Swaziland recently announced a 'Woman Farmer of the Year' competition, acknowledging the contribution of women to the nation's food production. Until last year, women were regarded as minors in terms of the law, unable to own property or open a bank account without the permission of a male relative or husband.
But the world's highest HIV/AIDS infection rate has left many farms in the hands of women. "More and more, women are taking over the running of family farms. Society is realising that women are out in the fields as much as in the cooking hut, but they need training and support," said Sempiwe Dlamini, an extension officer for the Ministry of Agriculture and Co-operatives.
The southern Shiselweni region, where Dlamini works, has been hit hard by drought and HIV/AIDS. Most farm-owners are either widows whose husbands had previously planted, weeded and harvested, or children who have lost their parents to AIDS. About a third of all adults in Swaziland are infected with HIV.
"The country's new farmers are able-bodied women in their twenties through fifties, though some may be teenagers, and some even older," said Dlamini, who has worked with subsistence farmers for years.
She said it was unfortunate that the patriarchal Swazi traditions kept women away from the fields, which were considered the province of men. "They were only a few metres away, cooking and cleaning, but they never learned to farm," she commented.
"A woman's hand on the plough was considered bad luck," said Nelsiwe Nhlabatsi, 25, a primary school teacher in the rural Luve area, north of the commercial centre, Manzini. "Now many of the children in my class have their school fees paid by women who literally plough the land."
Necessity is changing tradition
One such woman who left the cooking hut to cultivate the family farm was Thabsile Hlope, 36, a resident of Mliba village, 30km north of Manzini. She was forced to manage the farm when her husband died of a "wasting illness" last year. "He was never tested for HIV, so you cannot say he died of AIDS," she said.
Though her farm is small, there were many neighbours who would have gladly incorporated it into their own holdings. About 80 percent of Swazis reside on communal Swazi Nation Land, where permission to work an agricultural plot, and the possibility of passing this on to their children, depends on their ability to keep land granted to them by area chiefs.
"One of the dangers of parents dying of AIDS is that their children are robbed of their heritage. The farms may be taken over by relatives, or the community elders give the fields to other adults: the children grow up to inherit nothing," said Doo Apane, an attorney and advocate for women's rights.
The Swaziland branch of Women in Law for Southern Africa has been advocating for the customary mourning period for women to be revisited. By tradition, widows must retire from public view and productive work for up to two years after the death of their husbands. With AIDS deaths mounting, the mourning period prohibits widows from returning to work in town or farms to support their families.
Hlope's maize crop, like many others, has failed mainly because of the drought, but she could also do with some training in farming. "My 14-year-old son worked the plough with my husband - he planted the seeds in the ground. I know how to weed from my garden; I raise tomato and cabbage there. The whole family used to help with the harvest," she said.
But the use of fertiliser and hybrid seeds, crop rotation and alternative drought-tolerant crops, are new to her. "Instruction for these women is key," said Dlamini, who advises farmers of both genders in the south, where the rain is fickle.
The Woman Farmer of the Year can win cash prizes as well as farming implements, and comes with an instruction course for women. "This type of tutoring is essential for all women farmers, coupled with donated implements," said Dlamini.
Wilma Maziya, a widow and subsistence farmer in the eastern Lubombo region, said the authorities should provide them with access to markets for their surplus production, with additional support for ventures into commercial farming.

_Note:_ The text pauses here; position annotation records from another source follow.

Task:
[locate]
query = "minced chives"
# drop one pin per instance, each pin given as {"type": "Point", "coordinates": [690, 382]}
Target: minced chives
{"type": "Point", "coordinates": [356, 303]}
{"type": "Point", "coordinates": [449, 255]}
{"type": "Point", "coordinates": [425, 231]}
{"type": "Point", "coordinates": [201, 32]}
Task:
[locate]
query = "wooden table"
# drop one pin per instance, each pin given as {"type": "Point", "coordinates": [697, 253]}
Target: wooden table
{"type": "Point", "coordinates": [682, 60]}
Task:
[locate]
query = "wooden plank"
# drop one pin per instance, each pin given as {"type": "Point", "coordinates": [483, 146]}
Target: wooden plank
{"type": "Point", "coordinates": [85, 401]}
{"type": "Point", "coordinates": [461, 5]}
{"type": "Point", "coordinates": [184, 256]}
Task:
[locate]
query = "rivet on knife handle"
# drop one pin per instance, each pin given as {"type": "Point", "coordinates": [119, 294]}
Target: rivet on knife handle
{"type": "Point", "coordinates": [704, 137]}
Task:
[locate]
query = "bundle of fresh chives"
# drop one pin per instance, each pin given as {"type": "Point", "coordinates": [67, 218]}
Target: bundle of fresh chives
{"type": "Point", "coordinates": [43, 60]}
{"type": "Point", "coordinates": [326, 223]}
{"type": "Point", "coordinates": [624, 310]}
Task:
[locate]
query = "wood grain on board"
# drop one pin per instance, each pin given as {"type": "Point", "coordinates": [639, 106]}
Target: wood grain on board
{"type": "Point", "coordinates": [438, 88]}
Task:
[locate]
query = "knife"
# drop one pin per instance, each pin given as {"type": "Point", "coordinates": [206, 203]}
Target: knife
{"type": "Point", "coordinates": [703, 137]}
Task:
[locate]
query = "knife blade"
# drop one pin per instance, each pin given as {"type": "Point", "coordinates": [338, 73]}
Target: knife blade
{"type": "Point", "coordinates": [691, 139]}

Maziya beat the region's usual lack of rainfall by planting sorghum next to her maize this year. There is a dramatic difference between the section of her field that is brown with withered maize stalks and the row upon row of green and upright sorghum plants, each topped with a large inverted cone of brown grain. "We will cook this [sorghum] or trade it with neighbours. But where can I sell it? There are no markets here," she said.
She has never been visited by a representative of the National Agricultural Marketing Board, which was set up to encourage farmers to raise their standard of living by growing cash crops, and helps by trucking their crops to central wholesalers. "If I could sell my surplus sorghum, I would grow more," Maziya said.
Agriculture Ministry workers like Dlamini are encouraged that women farmers like Maziya have the experience, capacity and willingness to do more to increase national food production.
"Swaziland used to be self-sufficient in food," she said. "I have no doubt that if the women are given the assistance they need - because the nation needs them now more than ever - we will go a long way to making the most of our national potential."